Dilema de Trump: Agradar Macri ou setor de biodiesel dos EUA
A decisão do governo do presidente americano Donald Trump em abril de 2018 de passar a taxar as importações do biodiesel fabricado na Argentina foi uma benção para Bob Morton. Sem uma gigante concorrente, ele elaborou um plano para ampliar a capacidade de sua planta de biodiesel no Estado de Rhode Island em mais de 40% e contratou mais 10 funcionários.
Esse plano de expansão está ameaçado após a Casa Branca chocar a indústria local de biodiesel ao anunciar que pretende rever as tarifas depois das mudanças tributárias feitas pela Argentina. Morton e outros produtores americanos torcem para que a amizade de longa data entre Trump e o presidente Mauricio Macri não seja levada em conta.

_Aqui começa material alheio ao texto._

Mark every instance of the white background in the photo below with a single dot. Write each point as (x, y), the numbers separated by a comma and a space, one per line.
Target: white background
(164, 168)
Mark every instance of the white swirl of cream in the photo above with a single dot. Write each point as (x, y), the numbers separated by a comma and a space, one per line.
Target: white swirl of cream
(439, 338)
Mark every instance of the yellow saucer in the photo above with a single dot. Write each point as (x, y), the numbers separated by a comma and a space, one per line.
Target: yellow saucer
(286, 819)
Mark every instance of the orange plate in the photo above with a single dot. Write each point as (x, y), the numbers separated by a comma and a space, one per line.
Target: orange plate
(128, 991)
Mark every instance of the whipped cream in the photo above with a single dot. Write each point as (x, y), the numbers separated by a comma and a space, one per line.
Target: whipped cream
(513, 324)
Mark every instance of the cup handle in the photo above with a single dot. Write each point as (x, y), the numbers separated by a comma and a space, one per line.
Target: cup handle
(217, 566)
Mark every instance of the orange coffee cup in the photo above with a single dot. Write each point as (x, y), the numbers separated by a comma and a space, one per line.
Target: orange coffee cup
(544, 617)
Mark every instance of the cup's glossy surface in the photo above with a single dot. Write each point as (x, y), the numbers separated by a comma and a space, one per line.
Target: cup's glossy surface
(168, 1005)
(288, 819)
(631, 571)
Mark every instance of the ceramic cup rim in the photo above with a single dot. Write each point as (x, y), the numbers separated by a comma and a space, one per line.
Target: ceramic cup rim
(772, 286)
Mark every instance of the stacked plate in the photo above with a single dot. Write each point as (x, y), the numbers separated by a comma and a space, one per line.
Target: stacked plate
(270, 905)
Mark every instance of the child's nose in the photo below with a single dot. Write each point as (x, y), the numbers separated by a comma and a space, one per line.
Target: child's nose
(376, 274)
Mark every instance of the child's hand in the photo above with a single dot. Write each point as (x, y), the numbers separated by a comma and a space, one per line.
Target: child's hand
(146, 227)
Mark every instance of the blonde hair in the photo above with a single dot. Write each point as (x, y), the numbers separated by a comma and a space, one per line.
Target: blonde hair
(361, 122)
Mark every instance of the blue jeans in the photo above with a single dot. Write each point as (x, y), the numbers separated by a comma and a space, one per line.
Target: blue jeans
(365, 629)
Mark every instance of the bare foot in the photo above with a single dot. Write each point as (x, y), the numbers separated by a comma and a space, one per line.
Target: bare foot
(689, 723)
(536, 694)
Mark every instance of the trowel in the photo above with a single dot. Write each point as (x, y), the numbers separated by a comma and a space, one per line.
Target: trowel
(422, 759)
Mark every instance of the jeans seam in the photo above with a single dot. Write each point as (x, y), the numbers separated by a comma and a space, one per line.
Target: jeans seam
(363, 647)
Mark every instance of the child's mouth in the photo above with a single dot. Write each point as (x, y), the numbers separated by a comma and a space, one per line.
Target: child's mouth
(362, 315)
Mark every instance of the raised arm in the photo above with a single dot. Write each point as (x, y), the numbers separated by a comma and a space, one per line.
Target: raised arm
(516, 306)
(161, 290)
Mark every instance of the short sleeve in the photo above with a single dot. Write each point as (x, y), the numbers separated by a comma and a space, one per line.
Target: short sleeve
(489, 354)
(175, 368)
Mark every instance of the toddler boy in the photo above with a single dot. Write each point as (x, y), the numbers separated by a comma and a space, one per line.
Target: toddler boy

Os dois se conheceram há três décadas, quando o pai de Macri, um magnata da construção civil, enviou o filho, então com 24 anos, para negociar uma operação imobiliária com Trump. A transação não saiu, mas os dois mantiveram contato, às vezes jogando golfe. Em visitas à Argentina, Trump se hospedava na residência de Macri.
O relacionamento azedou porque Macri apoiou Hillary Clinton na eleição presidencial de 2016, mas os dois foram forçados a reatar quando Trump assumiu o cargo. Ele recebeu Macri na Casa Branca em abril de 2017, quebrando a tradição presidencial de conhecer os líderes do Brasil e do México antes dos outros latino-americanos.
"É possível que o relacionamento Trump-Macri influencie o que acontece com o biodiesel", disse Marcelo Elizondo, diretor da consultoria de comércio Desarrollo de Negocios Internacionales, de Buenos Aires. "Em um governo como o de Donald Trump, as considerações pessoais dele são grande influência, frequentemente desbancando instituições."
Um porta-voz da Casa Branca não respondeu à solicitação de comentário da reportagem.
'Atípico'
Durante a conferência da Federação de Fazendas Americanas, realizada em Nova Orleans na semana passada, Trump deu uma ideia da reciprocidade na relação comercial com Macri. "Acabamos de abrir a Argentina às exportações de suínos americanos", afirmou o presidente. "Eles precisavam de algo e eu disse que precisavam abrir para os suínos."
Elizondo acredita que, considerando o lobby do biodiesel em Washington, Trump e as prioridades do Departamento de Comércio dos EUA não são os únicos fatores em jogo.
"Ainda estamos tentando descobrir quem pode estar por trás disso", disse Kurt Kovarik, vice-presidente de assuntos federais do Conselho Nacional de Biodiesel, em Washington. "Parece atípico para um governo disposto a ir à luta para obter acordos comerciais melhores" para o agronegócio e outros setores.
Precedente
"A legislação dos EUA especificamente permite que o Departamento inicie uma revisão de circunstâncias alteradas nos 24 meses após uma determinação final, se uma 'boa causa' for demonstrada", afirmou por email um porta-voz do Departamento de Comércio . "Embora rara, uma revisão dessas não é sem precedentes e é justificada neste caso, com base nas evidências submetidas pelo governo da Argentina, de que alterou fundamentalmente o regime tributário de exportação que foi tema das investigações subjacentes."
"A indústria americana terá plenos direitos processuais de revisar e comentar essas evidências", acrescentou o comunicado. "Continuamos comprometidos com a aplicação rigorosa e energética de nossas leis comerciais de maneira justa e transparente."
A decisão de reavaliar as tarifas sobre o produto argentino pode ser considerada bem embasada, após o país elevar o imposto de exportação de biodiesel para ter maior alinhamento com o imposto sobre o óleo de soja. A alíquota para o biodiesel feito de soja é somente 3 pontos percentuais menor do que a do óleo de soja. Quando as tarifas preliminares entraram em vigor, em setembro de 2017, a diferença era bem maior, ao redor de 27 pontos.
A Argentina exportava mais de US$ 1 bilhão por ano em biodiesel para os EUA antes da aplicação de taxas contra dumping e subsídios que cercearam o acesso do país ao mercado.